Other card games I play: 
Swordgirls; completly online and you can't buy any cards and it's all through crafting and going through dungoens with a deck to get mats to craft more cards. The best thing about it is how you can mx factions totally and as much as you want, also all the cards have a flavour text and there is actually a lot of good lore in the series. The worst thing is that instead of just buying the best cards you have to grind a lot to get them so it is a grindy game. Another thing that i love about the game, that the current "us server" doesn't fully implement is deck points. Basically the best and rarest cards have higher points so if you put them in your deck the total deck points in your deck get higher and before this meant it would put you into seperate groups based on how many DP your deck was which lead to a lot of more interesting balance and deck building. Fun game that's worth a try but if you don't like grinding you may wanna pass. Also it's personally my favorite card game period.
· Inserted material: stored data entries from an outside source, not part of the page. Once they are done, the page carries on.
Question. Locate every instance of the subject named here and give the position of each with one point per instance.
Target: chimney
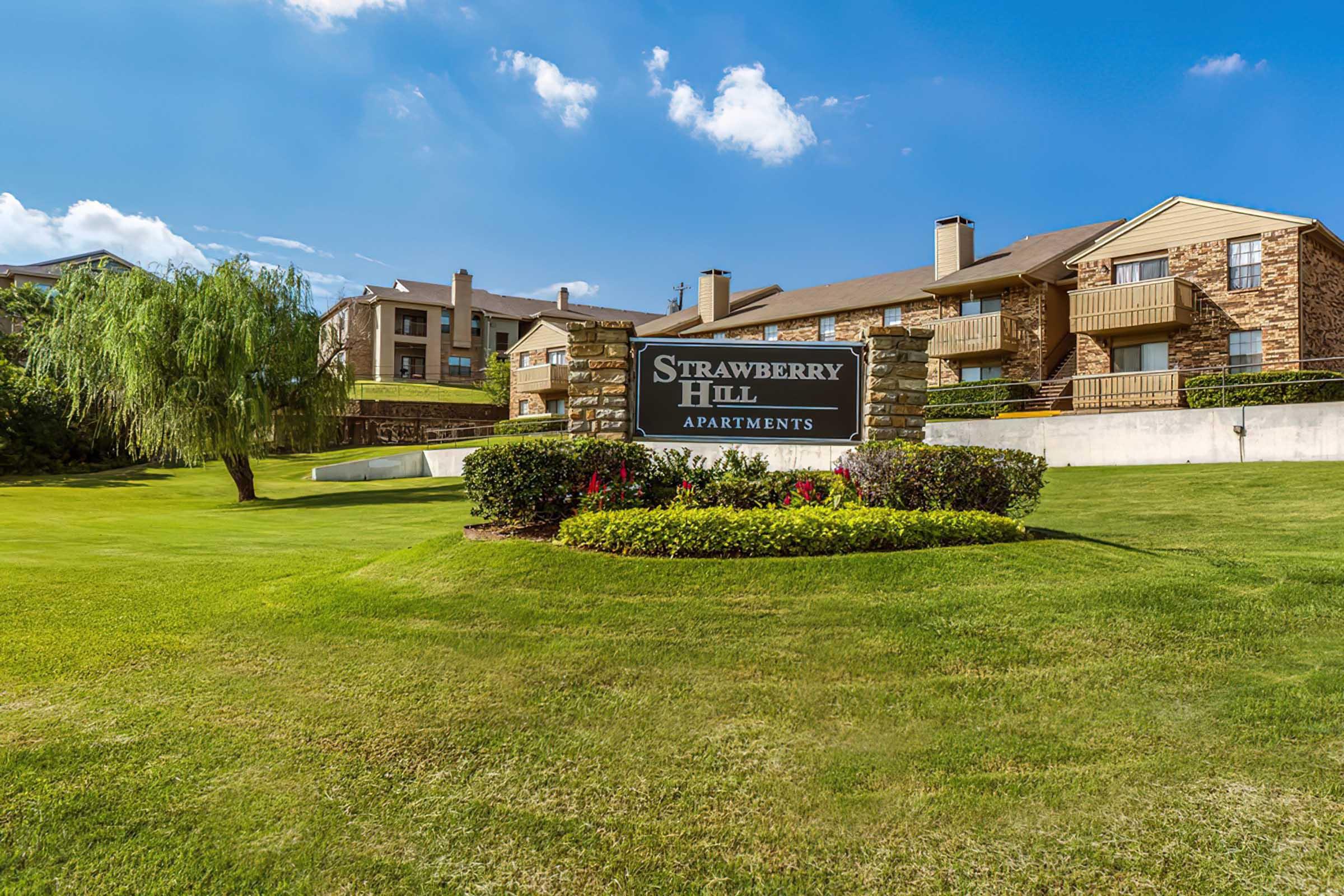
(461, 309)
(714, 295)
(953, 245)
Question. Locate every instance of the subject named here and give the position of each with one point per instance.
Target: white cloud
(1224, 66)
(568, 96)
(31, 235)
(295, 245)
(578, 289)
(749, 116)
(324, 12)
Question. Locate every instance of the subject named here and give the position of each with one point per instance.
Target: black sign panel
(748, 391)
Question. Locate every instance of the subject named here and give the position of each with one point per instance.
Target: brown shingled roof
(865, 292)
(1040, 255)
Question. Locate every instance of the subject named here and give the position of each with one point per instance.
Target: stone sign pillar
(897, 383)
(600, 379)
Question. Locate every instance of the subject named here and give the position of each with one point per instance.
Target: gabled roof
(1203, 203)
(1039, 255)
(52, 268)
(678, 321)
(865, 292)
(515, 307)
(538, 334)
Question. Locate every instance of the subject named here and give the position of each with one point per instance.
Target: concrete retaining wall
(1273, 433)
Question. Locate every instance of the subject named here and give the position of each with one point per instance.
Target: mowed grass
(374, 391)
(334, 692)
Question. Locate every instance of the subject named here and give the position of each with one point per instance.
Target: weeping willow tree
(194, 366)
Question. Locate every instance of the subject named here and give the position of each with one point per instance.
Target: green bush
(542, 480)
(724, 533)
(549, 423)
(1260, 389)
(911, 476)
(964, 401)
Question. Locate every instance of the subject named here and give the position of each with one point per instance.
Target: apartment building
(1109, 315)
(444, 332)
(45, 274)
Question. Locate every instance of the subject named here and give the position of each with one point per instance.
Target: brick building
(1113, 314)
(444, 332)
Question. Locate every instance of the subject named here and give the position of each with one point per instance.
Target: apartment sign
(748, 391)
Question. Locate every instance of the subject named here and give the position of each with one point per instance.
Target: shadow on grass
(362, 497)
(1073, 536)
(122, 477)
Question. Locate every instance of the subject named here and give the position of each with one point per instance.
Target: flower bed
(724, 533)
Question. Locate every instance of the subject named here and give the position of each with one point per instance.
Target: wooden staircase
(1057, 394)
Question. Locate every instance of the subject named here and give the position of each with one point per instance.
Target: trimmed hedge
(909, 476)
(722, 533)
(550, 423)
(1258, 389)
(963, 399)
(542, 480)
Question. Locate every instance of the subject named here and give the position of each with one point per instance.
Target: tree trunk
(241, 470)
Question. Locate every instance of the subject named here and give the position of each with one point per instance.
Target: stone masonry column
(600, 379)
(897, 383)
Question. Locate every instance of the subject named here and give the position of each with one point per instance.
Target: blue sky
(531, 144)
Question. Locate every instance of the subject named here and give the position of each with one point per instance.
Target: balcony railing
(1151, 389)
(1148, 305)
(542, 378)
(992, 334)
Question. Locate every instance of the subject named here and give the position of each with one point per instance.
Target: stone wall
(1272, 307)
(600, 379)
(1323, 301)
(897, 382)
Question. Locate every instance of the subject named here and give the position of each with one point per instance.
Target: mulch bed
(498, 533)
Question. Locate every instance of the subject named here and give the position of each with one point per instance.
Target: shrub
(964, 401)
(549, 423)
(1260, 389)
(911, 476)
(722, 533)
(542, 480)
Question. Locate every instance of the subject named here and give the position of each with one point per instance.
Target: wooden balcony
(1151, 305)
(1151, 389)
(992, 334)
(542, 378)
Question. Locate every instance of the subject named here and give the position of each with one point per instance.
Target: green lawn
(368, 390)
(334, 692)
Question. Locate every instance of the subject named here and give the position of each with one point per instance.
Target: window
(982, 305)
(976, 374)
(1140, 270)
(1245, 349)
(1244, 264)
(1135, 359)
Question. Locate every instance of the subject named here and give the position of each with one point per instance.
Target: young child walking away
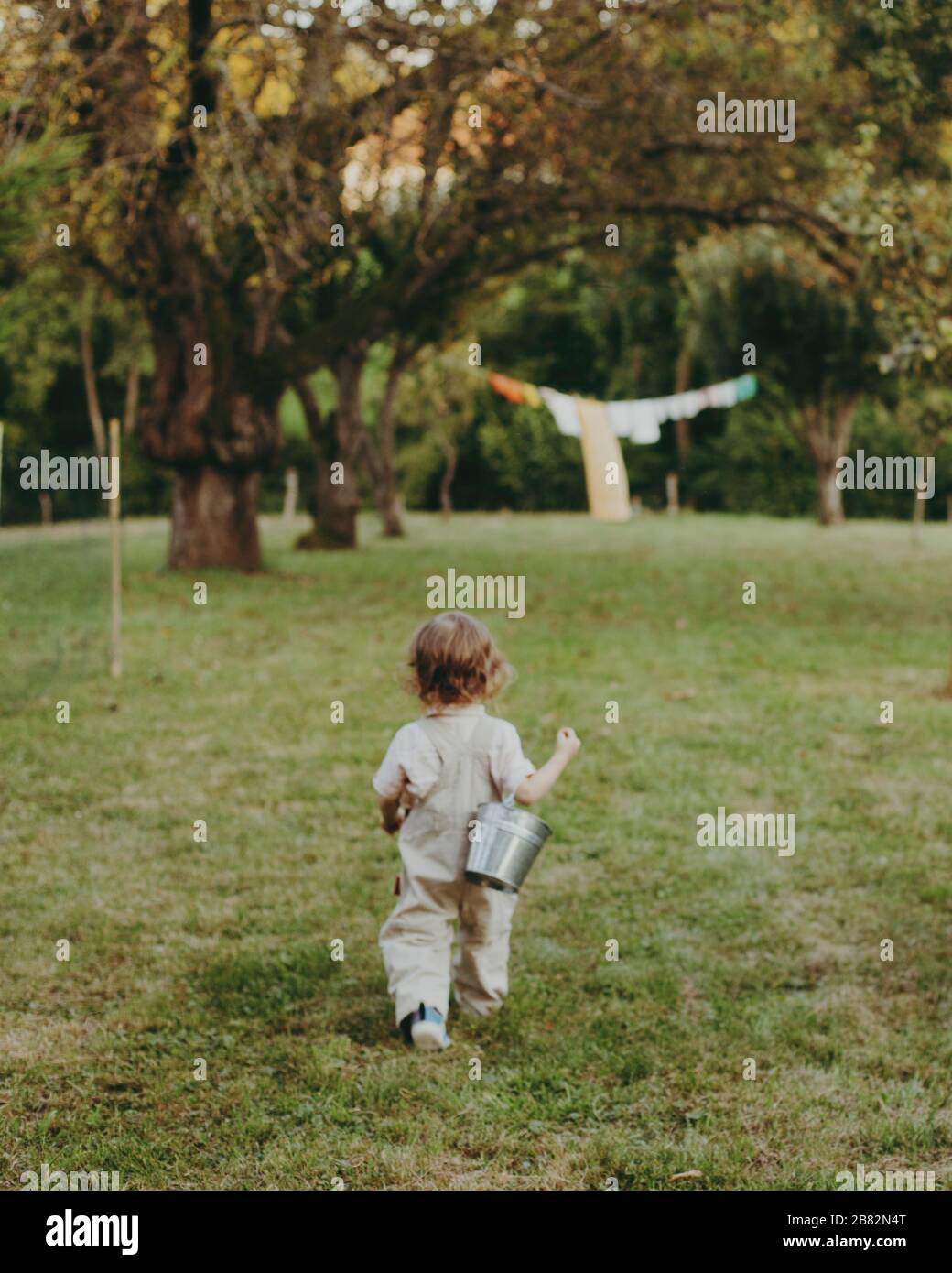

Smash Up; A physical card game that is kind of like a board game, Cards are seperated and already put into decks based on their faction (which tends to be stuff like pirates, robots, aliens and other troopes like that). Each player puts two of these decks together and shuffles them into one to play with that. their are also a deck of cards that consist of bases that you put your followers on and try to get the most follower power on so you can get the most points from those bases when they score, and the first person to 15 of these base points wins. It's a really fun game that's simple to play and with complex strategy and understanding synergies on the fly between different factions. there is also a bunch of fun expansions out that each add 4 more factions and aretons of fun.


----------



## HoodieWolf (Jul 4, 2015)

Alastair Snowpaw said:


> not in the slightest, it's all online and it's not a trading game meaning you can't buy specific cards. you buy them in sets of packs which are totally random, so if you buy 20 packs youre not gaurenteed anything good. Along with that when you get extra copies of cards you can turn them into dust which you can use to craft other cards you may not have. there are also a couple adventures each with 5 wings that come with cards. However this can all be bought with In game gold. I have been playing for a while and have gotten most all the expansions and stuff with ingame gold only. the only thing you have to pay for is costmetic skins for a couple characters. basically what joshi said only slightly more long winded.
> 
> Other card games I play:
> Swordgirls; completly online and you can't buy any cards and it's all through crafting and going through dungoens with a deck to get mats to craft more cards. The best thing about it is how you can mx factions totally and as much as you want, also all the cards have a flavour text and there is actually a lot of good lore in the series. The worst thing is that instead of just buying the best cards you have to grind a lot to get them so it is a grindy game. Another thing that i love about the game, that the current "us server" doesn't fully implement is deck points. Basically the best and rarest cards have higher points so if you put them in your deck the total deck points in your deck get higher and before this meant it would put you into seperate groups based on how many DP your deck was which lead to a lot of more interesting balance and deck building. Fun game that's worth a try but if you don't like grinding you may wanna pass. Also it's personally my favorite card game period.
> ...



Awesome, thanks for the explanation. The card game I'm most familiar (and good at) is Yu-Gi-Oh but I think I'm going to give Hearthstone a try at some point.


----------



## Cyanomega (Jul 4, 2015)

Guess you just have the heart of the cards!
..................
I'll see myself out.....


----------



## HoodieWolf (Jul 4, 2015)

Cyanomega said:


> Guess you just have the heart of the cards!
> ..................
> I'll see myself out.....



Now I just wish I had some kind of necklace that transforms me into my super sexy alter-ego.


----------



## Alastair Snowpaw (Jul 4, 2015)

HoodieWolf said:


> Awesome, thanks for the explanation. The card game I'm most familiar (and good at) is Yu-Gi-Oh but I think I'm going to give Hearthstone a try at some point.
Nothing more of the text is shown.